Prophylaxis of PONV includes intravenous dexamethasone 5 mg after anesthesia induction and intraoperative ondansetron 4 mg. At PACU discharge and 24 and 48 h postoperatively, the severity of PONV will be rated as none, mild (not compromising activities of daily living), moderate (sometimes compromising activities of daily living), or severe (inability to have activities of daily living or ≥ 3 vomits) [13, 14]. If patients experience severe PONV, antiemetic rescue therapy with additional ondansetron 4 mg will be given. For postoperative analgesia, patients will receive flurbiprofen axetil 50 mg at the end of surgery and every 12 h during the first 2 days postoperatively. Pain scores at 24 and 48 h postoperatively as well as the worst pain will be assessed using the numerical rating scale (NRS, 0–10; 0 = no pain, 10 = the most severe pain). If patients experience moderate-to-severe pain with NRS scores ≥ 4, rescue analgesia with intravenous nalbuphine or dezocine will be administered.

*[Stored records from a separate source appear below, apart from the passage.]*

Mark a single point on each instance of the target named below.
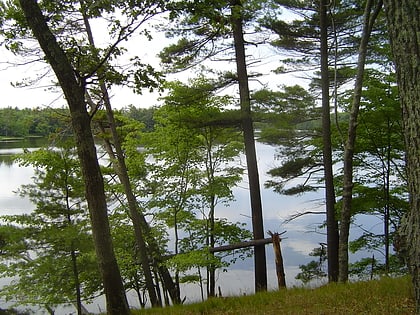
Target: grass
(385, 296)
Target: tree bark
(404, 30)
(368, 21)
(250, 153)
(74, 90)
(332, 224)
(121, 170)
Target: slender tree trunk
(332, 224)
(404, 28)
(74, 91)
(368, 21)
(122, 174)
(250, 153)
(140, 225)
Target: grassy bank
(386, 296)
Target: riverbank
(385, 296)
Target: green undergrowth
(385, 296)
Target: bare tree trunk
(250, 153)
(332, 224)
(121, 170)
(404, 28)
(74, 90)
(369, 18)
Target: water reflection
(10, 147)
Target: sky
(42, 95)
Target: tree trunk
(404, 28)
(332, 225)
(140, 225)
(368, 20)
(74, 90)
(251, 158)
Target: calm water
(301, 236)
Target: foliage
(385, 296)
(193, 158)
(314, 270)
(42, 122)
(50, 250)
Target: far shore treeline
(44, 121)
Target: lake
(301, 237)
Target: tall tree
(332, 225)
(260, 265)
(55, 236)
(370, 14)
(404, 30)
(73, 85)
(208, 22)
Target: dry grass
(385, 296)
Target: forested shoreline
(126, 199)
(43, 122)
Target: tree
(205, 23)
(332, 225)
(404, 30)
(369, 17)
(55, 236)
(73, 84)
(192, 156)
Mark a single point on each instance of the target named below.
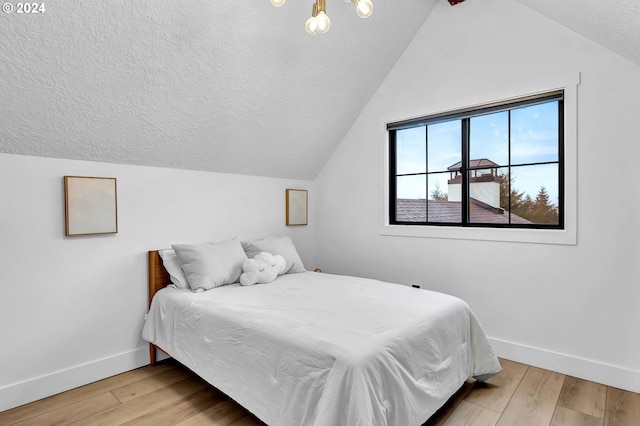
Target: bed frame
(158, 279)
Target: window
(498, 166)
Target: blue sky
(534, 131)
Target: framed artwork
(90, 205)
(297, 206)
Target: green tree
(438, 195)
(540, 210)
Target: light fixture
(319, 22)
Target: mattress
(321, 349)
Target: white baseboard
(31, 390)
(587, 369)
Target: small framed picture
(90, 205)
(297, 206)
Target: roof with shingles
(415, 210)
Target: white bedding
(320, 349)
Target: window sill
(536, 236)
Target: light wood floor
(169, 394)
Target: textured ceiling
(613, 24)
(222, 85)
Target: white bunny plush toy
(262, 269)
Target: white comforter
(320, 349)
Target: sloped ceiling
(612, 24)
(225, 85)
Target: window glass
(443, 145)
(498, 166)
(534, 133)
(411, 155)
(489, 137)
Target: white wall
(569, 308)
(71, 308)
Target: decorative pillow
(276, 245)
(262, 269)
(172, 265)
(210, 265)
(274, 261)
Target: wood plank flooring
(169, 394)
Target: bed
(320, 349)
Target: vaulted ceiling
(223, 85)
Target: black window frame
(465, 116)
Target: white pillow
(210, 265)
(276, 245)
(172, 265)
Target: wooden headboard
(158, 279)
(158, 276)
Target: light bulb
(323, 22)
(311, 26)
(364, 8)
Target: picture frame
(90, 205)
(297, 202)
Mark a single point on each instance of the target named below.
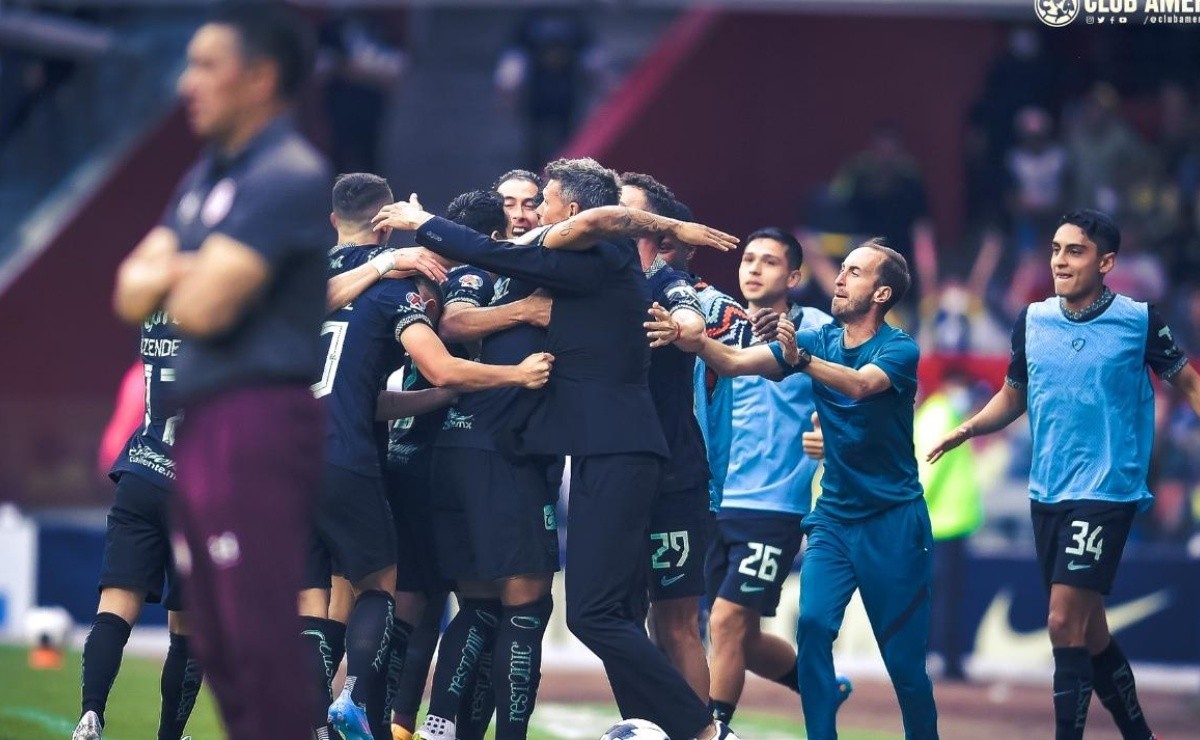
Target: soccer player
(766, 488)
(137, 553)
(496, 530)
(679, 519)
(238, 262)
(353, 524)
(599, 410)
(521, 191)
(1079, 368)
(869, 529)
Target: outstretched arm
(402, 404)
(346, 287)
(443, 370)
(582, 230)
(1003, 409)
(1188, 381)
(723, 359)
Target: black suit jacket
(598, 399)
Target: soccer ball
(48, 627)
(635, 729)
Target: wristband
(384, 263)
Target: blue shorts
(409, 488)
(1080, 543)
(750, 557)
(137, 543)
(352, 533)
(495, 516)
(681, 527)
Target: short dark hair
(358, 197)
(519, 174)
(791, 245)
(269, 30)
(658, 196)
(679, 211)
(893, 271)
(479, 210)
(1098, 226)
(585, 181)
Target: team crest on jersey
(216, 206)
(681, 293)
(471, 282)
(501, 289)
(189, 205)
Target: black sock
(791, 679)
(397, 653)
(1072, 691)
(335, 632)
(472, 629)
(366, 643)
(180, 684)
(721, 711)
(418, 662)
(517, 669)
(102, 659)
(1117, 692)
(319, 636)
(479, 699)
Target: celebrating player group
(343, 433)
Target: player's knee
(726, 626)
(810, 626)
(676, 627)
(1066, 630)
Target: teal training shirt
(870, 463)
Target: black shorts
(352, 528)
(137, 543)
(1080, 543)
(495, 517)
(409, 494)
(681, 527)
(751, 555)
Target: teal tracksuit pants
(888, 559)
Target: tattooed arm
(581, 232)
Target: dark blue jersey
(361, 349)
(478, 417)
(671, 384)
(148, 452)
(273, 197)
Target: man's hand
(661, 329)
(537, 308)
(403, 215)
(785, 334)
(703, 236)
(412, 260)
(763, 324)
(951, 440)
(534, 370)
(814, 441)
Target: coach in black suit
(598, 409)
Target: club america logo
(1056, 13)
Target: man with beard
(869, 530)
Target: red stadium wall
(738, 112)
(64, 350)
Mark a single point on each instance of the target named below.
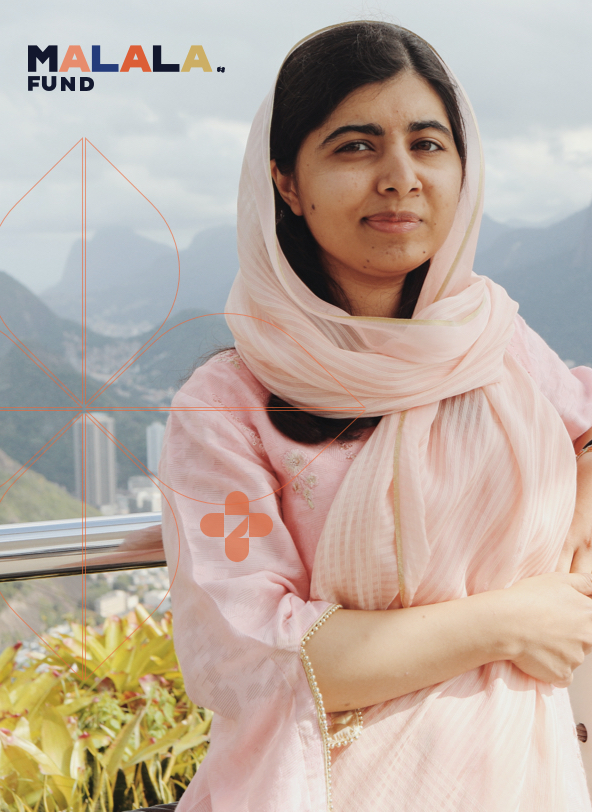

During surgery and in the PACU, hypotension (a decrease in MBP > 30% of baseline value), bradycardia (HR < 50 beats/min), hypertension (an increase in MBP > 30% of baseline value), and tachycardia (HR > 100 beats/min) will be treated using ephedrine, phenylephrine, atropine, esmolol, or urapidil at the discretion of the attending anesthesiologist. Sedation will be assessed in the PACU using the Richmond Agitation Sedation Scale, with a score of ≤ − 2 indicating postoperative sedation [10, 15]. Hypoxemia (SpO2 < 90% on room air) in the PACU and surgical ward will be managed with oxygen supplementation via a nasal catheter or mask ventilation if necessary.
Study endpoints
The primary endpoint of this study is the incidence of PONV within the first 48 h postoperatively. The secondary endpoints are the severity of PONV, antiemetic rescue therapy, postoperative pain scores, the worst pain, need for rescue analgesia, postoperative sedation, hypotension, bradycardia, hypertension, tachycardia, hypoxemia, psychotomimetic or dissociative effects, time to extubation, and length of postanesthesia care unit stay.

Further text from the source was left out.